We begin with certain basic definitions. An image defined in the "real world" is considered to be a function of two real variables, for example, a(x,y) with a as the amplitude (e.g. brightness) of the image at the real coordinate position (x,y). An image may be considered to contain sub-images sometimes referred to as regions-of-interest, ROIs, or simply regions. This concept reflects the fact that images frequently contain collections of objects each of which can be the basis for a region. In a sophisticated image processing system it should be possible to apply specific image processing operations to selected regions. Thus one part of an image (region) might be processed to suppress motion blur while another part might be processed to improve color rendition.

The amplitudes of a given image will almost always be either real numbers or integer numbers. The latter is usually a result of a quantization process that converts a continuous range (say, between 0 and 100%) to a discrete number of levels. In certain image-forming processes, however, the signal may involve photon counting which implies that the amplitude would be inherently quantized. In other image forming procedures, such as magnetic resonance imaging, the direct physical measurement yields a complex number in the form of a real magnitude and a real phase. For the remainder of this book we will consider amplitudes as reals or integers unless otherwise indicated.
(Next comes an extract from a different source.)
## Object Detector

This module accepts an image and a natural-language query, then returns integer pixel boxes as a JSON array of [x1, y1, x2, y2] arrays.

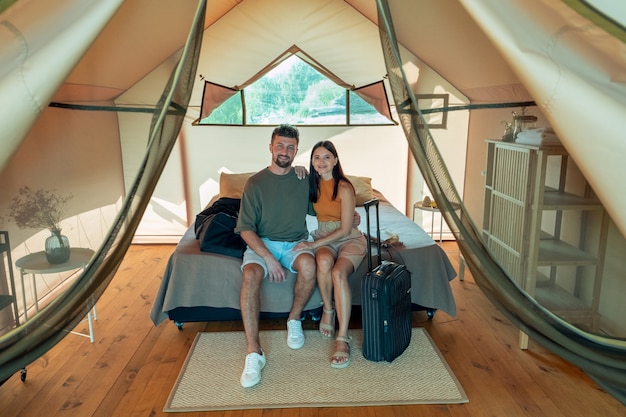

A digital image a[m,n] described in a 2D discrete space is derived from an analog image a(x,y) in a 2D continuous space through a sampling process that is frequently referred to as digitization. The mathematics of that sampling process will be described in Section 5. For now we will look at some basic definitions associated with the digital image. The effect of digitization is shown in Figure 1.

The 2D continuous image a(x,y) is divided into N rows and M columns. The intersection of a row and a column is termed a pixel. The value assigned to the integer coordinates [m,n] with {m=0,1,2,...,M-1} and {n=0,1,2,...,N-1} is a[m,n]. In fact, in most cases a(x,y)--which we might consider to be the physical signal that impinges on the face of a 2D sensor--is actually a function of many variables including depth (z), color ( ), and time (t). Unless otherwise stated, we will consider the case of 2D, monochromatic, static images in this chapter.

Figure 1: Digitization of a continuous image. The pixel at coordinates [m=10, n=3] has the integer brightness value 110.

The image shown in Figure 1 has been divided into N = 16 rows and M = 16 columns. The value assigned to every pixel is the average brightness in the pixel rounded to the nearest integer value. The process of representing the amplitude of the 2D signal at a given coordinate as an integer value with L different gray levels is usually referred to as amplitude quantization or simply quantization.